The New York Times reported Sunday that the disagreement involved "computer searches through massive electronic databases" — not necessarily the more-limited program the president acknowledged. As the Times put it, "If the dispute chiefly involved data mining, rather than eavesdropping, Mr. Gonzales' defenders may maintain that his narrowly crafted answers, while legalistic, were technically correct."

Congress deserves better than technically correct linguistic parsing. So the bipartisan fury at Gonzales is understandable. Lawmakers are in full Howard Beale mode, mad as hell at Gonzales and not wanting to take it anymore.

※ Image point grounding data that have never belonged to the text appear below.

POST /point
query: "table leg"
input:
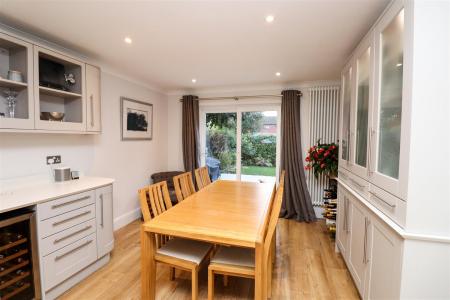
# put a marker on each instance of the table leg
(148, 265)
(259, 272)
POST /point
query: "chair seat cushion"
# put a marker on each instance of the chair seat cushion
(189, 250)
(235, 256)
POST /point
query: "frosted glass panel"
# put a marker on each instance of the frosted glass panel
(362, 112)
(391, 97)
(346, 115)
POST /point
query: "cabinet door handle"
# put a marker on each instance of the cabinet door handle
(356, 183)
(70, 202)
(72, 234)
(71, 218)
(73, 250)
(101, 210)
(92, 110)
(382, 200)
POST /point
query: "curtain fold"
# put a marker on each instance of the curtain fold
(296, 200)
(190, 133)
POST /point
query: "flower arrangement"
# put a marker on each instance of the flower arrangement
(323, 158)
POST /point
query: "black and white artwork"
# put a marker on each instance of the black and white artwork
(137, 119)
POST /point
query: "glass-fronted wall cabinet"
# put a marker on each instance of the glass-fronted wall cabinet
(347, 79)
(362, 89)
(16, 81)
(59, 91)
(388, 159)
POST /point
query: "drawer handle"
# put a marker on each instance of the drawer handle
(58, 257)
(381, 199)
(71, 218)
(356, 183)
(72, 234)
(70, 202)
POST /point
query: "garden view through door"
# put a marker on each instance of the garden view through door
(241, 145)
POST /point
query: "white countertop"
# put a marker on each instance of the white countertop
(38, 192)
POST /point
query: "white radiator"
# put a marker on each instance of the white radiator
(324, 119)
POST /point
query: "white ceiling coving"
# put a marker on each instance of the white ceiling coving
(219, 43)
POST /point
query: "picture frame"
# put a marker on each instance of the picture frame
(136, 119)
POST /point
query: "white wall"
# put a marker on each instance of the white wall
(130, 163)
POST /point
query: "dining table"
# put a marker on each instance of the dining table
(225, 212)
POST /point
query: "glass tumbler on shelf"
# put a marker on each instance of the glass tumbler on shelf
(10, 97)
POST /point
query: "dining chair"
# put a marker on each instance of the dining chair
(240, 262)
(178, 253)
(202, 177)
(184, 186)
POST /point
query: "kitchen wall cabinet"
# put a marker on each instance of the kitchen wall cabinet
(104, 218)
(38, 94)
(93, 94)
(16, 55)
(397, 216)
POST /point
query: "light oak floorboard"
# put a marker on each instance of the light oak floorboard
(306, 267)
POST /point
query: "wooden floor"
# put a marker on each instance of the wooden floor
(306, 268)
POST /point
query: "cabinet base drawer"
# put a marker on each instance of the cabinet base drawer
(62, 264)
(65, 221)
(66, 237)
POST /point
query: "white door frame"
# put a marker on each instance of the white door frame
(239, 108)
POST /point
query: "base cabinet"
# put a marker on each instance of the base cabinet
(371, 250)
(384, 265)
(104, 219)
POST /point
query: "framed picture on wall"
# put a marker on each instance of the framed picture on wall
(136, 119)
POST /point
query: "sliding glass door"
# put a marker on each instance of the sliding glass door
(241, 142)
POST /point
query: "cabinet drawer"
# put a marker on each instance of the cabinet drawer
(65, 221)
(69, 260)
(391, 206)
(358, 184)
(63, 205)
(66, 237)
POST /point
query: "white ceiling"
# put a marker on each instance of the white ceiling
(220, 43)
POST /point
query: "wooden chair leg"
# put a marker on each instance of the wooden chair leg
(210, 284)
(225, 280)
(172, 273)
(194, 284)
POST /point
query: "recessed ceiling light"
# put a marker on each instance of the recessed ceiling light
(270, 18)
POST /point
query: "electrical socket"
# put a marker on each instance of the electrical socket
(54, 159)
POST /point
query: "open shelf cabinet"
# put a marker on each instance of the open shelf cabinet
(16, 55)
(54, 94)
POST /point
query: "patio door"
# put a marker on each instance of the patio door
(241, 142)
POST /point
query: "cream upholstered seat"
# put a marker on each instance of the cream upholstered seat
(235, 256)
(189, 250)
(183, 254)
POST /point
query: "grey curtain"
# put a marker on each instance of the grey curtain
(190, 133)
(296, 199)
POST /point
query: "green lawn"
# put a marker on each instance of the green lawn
(255, 170)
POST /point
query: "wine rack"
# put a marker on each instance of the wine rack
(18, 276)
(330, 206)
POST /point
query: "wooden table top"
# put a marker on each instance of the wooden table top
(224, 212)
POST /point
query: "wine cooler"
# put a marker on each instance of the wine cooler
(19, 269)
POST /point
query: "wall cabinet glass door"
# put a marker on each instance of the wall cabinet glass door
(16, 81)
(362, 69)
(389, 103)
(344, 155)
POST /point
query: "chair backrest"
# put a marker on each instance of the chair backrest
(154, 199)
(202, 177)
(184, 186)
(274, 215)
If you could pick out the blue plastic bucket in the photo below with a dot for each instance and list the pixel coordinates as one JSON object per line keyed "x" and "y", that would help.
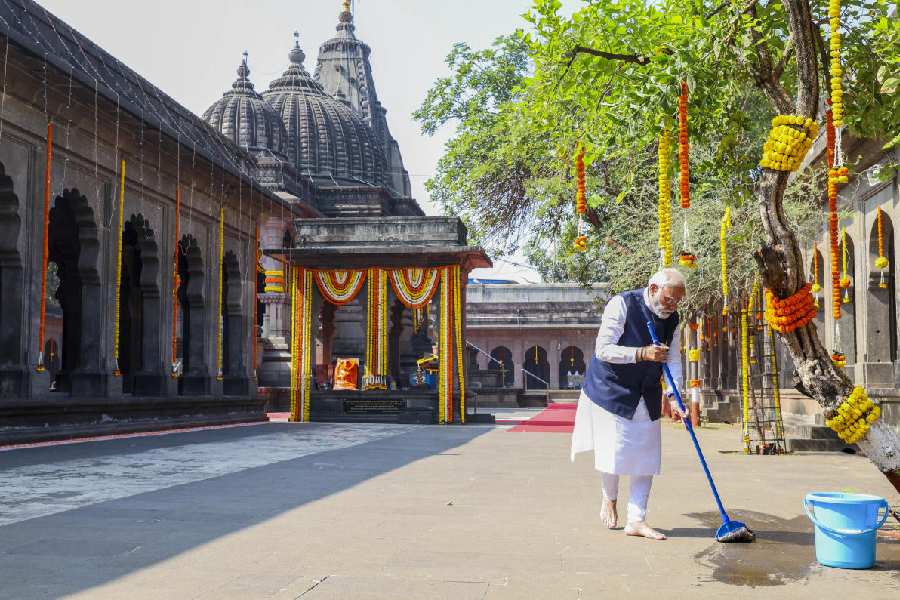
{"x": 846, "y": 526}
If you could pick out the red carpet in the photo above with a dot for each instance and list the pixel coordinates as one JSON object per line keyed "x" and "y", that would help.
{"x": 558, "y": 417}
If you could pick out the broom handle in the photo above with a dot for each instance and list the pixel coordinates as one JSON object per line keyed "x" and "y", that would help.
{"x": 687, "y": 423}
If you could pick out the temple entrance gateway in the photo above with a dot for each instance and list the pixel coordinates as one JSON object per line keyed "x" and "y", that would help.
{"x": 346, "y": 263}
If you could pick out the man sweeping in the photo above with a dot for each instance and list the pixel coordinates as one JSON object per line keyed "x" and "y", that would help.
{"x": 620, "y": 403}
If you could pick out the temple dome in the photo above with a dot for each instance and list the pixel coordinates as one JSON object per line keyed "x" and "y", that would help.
{"x": 326, "y": 138}
{"x": 244, "y": 117}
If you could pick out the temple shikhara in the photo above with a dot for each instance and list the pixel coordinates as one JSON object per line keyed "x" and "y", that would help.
{"x": 161, "y": 268}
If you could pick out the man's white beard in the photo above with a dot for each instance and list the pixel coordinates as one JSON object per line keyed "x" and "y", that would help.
{"x": 658, "y": 309}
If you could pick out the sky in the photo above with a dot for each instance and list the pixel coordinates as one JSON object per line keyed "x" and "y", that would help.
{"x": 191, "y": 49}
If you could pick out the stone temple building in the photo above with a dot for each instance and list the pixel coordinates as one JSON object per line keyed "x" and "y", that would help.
{"x": 78, "y": 127}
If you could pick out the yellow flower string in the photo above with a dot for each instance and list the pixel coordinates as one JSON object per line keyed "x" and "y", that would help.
{"x": 837, "y": 92}
{"x": 745, "y": 380}
{"x": 789, "y": 140}
{"x": 723, "y": 255}
{"x": 665, "y": 192}
{"x": 117, "y": 316}
{"x": 853, "y": 417}
{"x": 457, "y": 325}
{"x": 221, "y": 321}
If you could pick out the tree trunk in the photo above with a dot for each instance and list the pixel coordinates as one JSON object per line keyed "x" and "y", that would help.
{"x": 781, "y": 265}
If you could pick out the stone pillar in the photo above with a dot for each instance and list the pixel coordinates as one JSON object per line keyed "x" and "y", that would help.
{"x": 553, "y": 353}
{"x": 878, "y": 369}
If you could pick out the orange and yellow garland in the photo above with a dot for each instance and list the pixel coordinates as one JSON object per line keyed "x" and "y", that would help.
{"x": 48, "y": 182}
{"x": 580, "y": 242}
{"x": 684, "y": 179}
{"x": 220, "y": 375}
{"x": 340, "y": 287}
{"x": 791, "y": 313}
{"x": 176, "y": 282}
{"x": 664, "y": 209}
{"x": 881, "y": 263}
{"x": 301, "y": 343}
{"x": 117, "y": 316}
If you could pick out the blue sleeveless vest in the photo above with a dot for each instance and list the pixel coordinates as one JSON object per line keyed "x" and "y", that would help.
{"x": 619, "y": 388}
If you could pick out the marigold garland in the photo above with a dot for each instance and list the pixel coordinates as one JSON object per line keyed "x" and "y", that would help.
{"x": 684, "y": 179}
{"x": 789, "y": 140}
{"x": 340, "y": 287}
{"x": 853, "y": 417}
{"x": 580, "y": 242}
{"x": 48, "y": 186}
{"x": 176, "y": 282}
{"x": 791, "y": 313}
{"x": 665, "y": 192}
{"x": 119, "y": 230}
{"x": 220, "y": 375}
{"x": 745, "y": 380}
{"x": 414, "y": 287}
{"x": 837, "y": 92}
{"x": 375, "y": 377}
{"x": 301, "y": 343}
{"x": 881, "y": 263}
{"x": 456, "y": 282}
{"x": 723, "y": 255}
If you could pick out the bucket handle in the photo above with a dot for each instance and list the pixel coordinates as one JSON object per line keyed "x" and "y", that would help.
{"x": 812, "y": 517}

But perjury is a crime that demands parsing: To be convicted, the person must have "willfully" stated a "material matter which he does not believe to be true."

The Supreme Court could have been writing about Gonzales when it ruled that "the perjury statute is not to be loosely construed, nor the statute invoked simply because a wily witness succeeds in derailing the questioner — so long as the witness speaks the literal truth" — even if the answers "were not guileless but were shrewdly calculated to evade."

Consequently, the calls by some Democrats for a special prosecutor to consider whether Gonzales committed perjury have more than a hint of maneuvering for political advantage. What else is to be gained by engaging in endless Clintonian debates about what the meaning of "program" is?

Rather, lawmakers need to concentrate on determining what the administration did — and under what claimed legal authority — that produced the hospital room showdown. They need to satisfy themselves that the administration has since been operating within the law; to see what changes might guard against a repetition of the early, apparently unlawful activities; and to determine where the foreign intelligence wiretapping statute might need fixes.

That's where Congress's focus should be — not on trying to incite a criminal prosecution that won't happen of an attorney general who should have been gone long ago.